SEOUL, South Korea (AP) — An American charged with murdering a Seoul university student in 1997 has been extradited to South Korea to face a new trial in a case that has generated widespread interest and sparked a movie.

Arthur Patterson faces charges he fatally stabbed Cho Choong-pil at a Burger King restaurant in Itaewon, an entertainment district near the U.S. military headquarters in Seoul.

Initially his friend, U.S. citizen Edward Lee, was sentenced to life in prison for the killing before an appeals court later reduced that to 20 years. Patterson initially got an 18-month jail term for destroying evidence and possessing a dangerous weapon.

But South Korea's Supreme Court later ordered a new trial, and a lower-level court acquitted Lee, citing a lack of evidence. It's not clear where Lee is now. Patterson and Lee, both teenagers at the time, accused each other of killing Cho, 22, who was found with multiple stab wounds in the restaurant's bathroom and died on the way to a hospital.

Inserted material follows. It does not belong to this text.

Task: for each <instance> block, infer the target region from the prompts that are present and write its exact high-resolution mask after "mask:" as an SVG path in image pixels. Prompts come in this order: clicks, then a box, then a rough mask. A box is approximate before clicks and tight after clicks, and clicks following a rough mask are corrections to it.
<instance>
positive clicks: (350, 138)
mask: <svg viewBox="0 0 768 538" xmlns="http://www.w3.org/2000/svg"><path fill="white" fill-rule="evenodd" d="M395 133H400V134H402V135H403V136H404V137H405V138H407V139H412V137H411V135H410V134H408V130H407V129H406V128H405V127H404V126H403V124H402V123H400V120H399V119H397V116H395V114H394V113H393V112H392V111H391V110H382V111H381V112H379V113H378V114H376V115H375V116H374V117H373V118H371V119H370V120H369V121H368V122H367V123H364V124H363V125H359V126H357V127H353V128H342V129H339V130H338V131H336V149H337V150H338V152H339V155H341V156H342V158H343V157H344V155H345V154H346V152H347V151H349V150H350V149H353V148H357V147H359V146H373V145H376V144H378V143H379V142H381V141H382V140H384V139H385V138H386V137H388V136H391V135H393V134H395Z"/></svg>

Patterson was set free in a special amnesty before finishing his prison term. Prosecutors, meanwhile, had launched a new investigation of Patterson and banned him from leaving the country until all court proceedings were finished. But he fled to the U.S. while South Korean authorities were trying to renew a travel ban on him, according to South Korea's Justice Ministry.

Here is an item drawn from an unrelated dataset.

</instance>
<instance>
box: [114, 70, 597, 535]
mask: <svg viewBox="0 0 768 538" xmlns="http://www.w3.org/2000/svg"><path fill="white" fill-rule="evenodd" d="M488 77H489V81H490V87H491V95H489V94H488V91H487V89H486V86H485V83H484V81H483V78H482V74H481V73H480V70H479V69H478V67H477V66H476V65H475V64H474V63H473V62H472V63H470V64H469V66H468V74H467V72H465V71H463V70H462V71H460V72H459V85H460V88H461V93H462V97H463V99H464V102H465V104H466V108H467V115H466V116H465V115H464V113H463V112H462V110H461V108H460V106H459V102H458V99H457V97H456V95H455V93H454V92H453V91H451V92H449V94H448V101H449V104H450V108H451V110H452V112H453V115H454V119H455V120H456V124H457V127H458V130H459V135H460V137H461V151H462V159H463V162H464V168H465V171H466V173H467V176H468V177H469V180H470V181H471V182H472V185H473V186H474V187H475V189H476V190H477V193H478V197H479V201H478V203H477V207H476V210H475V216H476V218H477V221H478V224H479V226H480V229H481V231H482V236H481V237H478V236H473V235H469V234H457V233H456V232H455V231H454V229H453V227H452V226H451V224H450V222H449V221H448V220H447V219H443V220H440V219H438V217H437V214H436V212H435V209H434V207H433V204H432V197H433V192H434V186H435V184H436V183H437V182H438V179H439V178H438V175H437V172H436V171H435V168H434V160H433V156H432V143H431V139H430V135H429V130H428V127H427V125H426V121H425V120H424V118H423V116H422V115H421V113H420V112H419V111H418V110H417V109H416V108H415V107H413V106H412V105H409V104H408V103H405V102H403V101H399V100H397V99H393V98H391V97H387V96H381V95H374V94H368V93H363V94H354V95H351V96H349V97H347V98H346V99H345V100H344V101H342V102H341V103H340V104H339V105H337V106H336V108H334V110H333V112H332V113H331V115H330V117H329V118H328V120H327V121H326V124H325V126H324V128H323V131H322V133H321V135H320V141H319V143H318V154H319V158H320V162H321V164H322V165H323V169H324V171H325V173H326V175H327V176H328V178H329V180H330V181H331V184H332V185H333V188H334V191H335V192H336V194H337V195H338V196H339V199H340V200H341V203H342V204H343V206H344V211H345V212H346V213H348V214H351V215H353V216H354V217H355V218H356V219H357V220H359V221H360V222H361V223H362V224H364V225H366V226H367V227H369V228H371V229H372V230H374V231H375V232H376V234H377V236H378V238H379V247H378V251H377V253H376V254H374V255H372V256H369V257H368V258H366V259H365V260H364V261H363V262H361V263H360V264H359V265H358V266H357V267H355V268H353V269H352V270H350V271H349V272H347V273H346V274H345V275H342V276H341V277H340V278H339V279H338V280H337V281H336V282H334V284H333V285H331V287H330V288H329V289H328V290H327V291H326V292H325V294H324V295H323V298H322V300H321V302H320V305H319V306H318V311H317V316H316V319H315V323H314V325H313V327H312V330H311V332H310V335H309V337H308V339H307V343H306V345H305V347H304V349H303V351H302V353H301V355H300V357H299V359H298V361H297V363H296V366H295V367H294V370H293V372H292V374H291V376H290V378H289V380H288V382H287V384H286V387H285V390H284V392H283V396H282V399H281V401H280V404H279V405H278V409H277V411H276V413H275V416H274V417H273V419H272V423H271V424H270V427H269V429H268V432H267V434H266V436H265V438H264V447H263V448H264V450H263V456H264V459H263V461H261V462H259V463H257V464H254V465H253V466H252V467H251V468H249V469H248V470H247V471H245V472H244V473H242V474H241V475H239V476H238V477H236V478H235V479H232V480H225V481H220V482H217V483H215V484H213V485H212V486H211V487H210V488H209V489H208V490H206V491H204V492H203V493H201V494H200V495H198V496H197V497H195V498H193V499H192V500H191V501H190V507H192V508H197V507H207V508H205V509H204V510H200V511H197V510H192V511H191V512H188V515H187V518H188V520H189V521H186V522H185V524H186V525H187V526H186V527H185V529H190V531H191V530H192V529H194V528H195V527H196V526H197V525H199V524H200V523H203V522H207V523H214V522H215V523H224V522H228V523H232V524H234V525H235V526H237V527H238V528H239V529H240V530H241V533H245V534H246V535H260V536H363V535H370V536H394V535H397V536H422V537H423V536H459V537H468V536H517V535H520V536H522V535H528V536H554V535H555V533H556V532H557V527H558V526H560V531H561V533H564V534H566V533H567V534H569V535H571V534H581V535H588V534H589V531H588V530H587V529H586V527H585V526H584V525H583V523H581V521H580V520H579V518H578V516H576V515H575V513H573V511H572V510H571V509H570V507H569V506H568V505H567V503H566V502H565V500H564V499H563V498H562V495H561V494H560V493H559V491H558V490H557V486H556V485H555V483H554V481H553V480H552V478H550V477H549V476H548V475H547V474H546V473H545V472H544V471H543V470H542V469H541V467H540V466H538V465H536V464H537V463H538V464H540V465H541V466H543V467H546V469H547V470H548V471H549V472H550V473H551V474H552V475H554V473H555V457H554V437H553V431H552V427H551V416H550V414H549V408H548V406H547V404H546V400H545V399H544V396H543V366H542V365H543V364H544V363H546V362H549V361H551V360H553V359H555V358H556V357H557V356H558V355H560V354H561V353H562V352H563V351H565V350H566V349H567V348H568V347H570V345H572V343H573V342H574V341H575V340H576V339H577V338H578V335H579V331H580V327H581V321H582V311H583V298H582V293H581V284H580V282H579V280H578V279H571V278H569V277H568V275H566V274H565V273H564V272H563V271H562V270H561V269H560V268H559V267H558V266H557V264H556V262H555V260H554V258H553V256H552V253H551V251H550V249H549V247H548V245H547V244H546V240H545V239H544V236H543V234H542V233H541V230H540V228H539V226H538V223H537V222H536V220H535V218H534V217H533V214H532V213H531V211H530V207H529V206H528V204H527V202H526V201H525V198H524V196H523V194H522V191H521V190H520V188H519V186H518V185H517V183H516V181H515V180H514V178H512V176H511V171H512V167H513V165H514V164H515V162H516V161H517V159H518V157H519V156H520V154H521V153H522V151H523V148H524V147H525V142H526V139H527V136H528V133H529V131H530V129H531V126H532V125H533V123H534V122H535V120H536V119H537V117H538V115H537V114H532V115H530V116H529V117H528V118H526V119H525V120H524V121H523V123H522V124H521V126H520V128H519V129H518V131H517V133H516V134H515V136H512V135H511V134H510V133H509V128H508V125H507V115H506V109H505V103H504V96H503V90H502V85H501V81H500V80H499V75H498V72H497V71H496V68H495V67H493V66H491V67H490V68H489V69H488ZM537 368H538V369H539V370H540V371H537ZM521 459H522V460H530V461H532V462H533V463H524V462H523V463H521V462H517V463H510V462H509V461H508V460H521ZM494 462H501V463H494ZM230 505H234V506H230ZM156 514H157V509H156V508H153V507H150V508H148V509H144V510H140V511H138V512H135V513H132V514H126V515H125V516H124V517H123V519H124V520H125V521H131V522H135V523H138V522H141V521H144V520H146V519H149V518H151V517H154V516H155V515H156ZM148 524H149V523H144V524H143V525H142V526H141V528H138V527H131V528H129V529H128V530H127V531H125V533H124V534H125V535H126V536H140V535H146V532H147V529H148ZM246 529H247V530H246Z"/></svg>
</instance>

Calls to extradite Patterson grew after the release of a 2009 movie about the murder case. In 2011, prosecutors charged Patterson with murder, saying they had new evidence, Justice Ministry officials said.

"It's not right that they (Cho's family members) have to keep going through this pain over and over and over, but it's not right that I'm here either. I'm still shocked that I'm even here," Patterson told reporters after arriving at Incheon International Airport, just west of Seoul.

A Seoul district court will soon set a trial date, a Justice Ministry official said on condition of anonymity citing office rules. The official said it is not clear if Lee will testify at Patterson's trial.

Patterson was in South Korea in 1997 because his father was a civilian employee of the U.S. military at the time. There are 28,500 U.S. troops in South Korea to deter potential aggression from North Korea, and crimes involving U.S. soldiers are a long-running source of anti-American sentiments among South Koreans.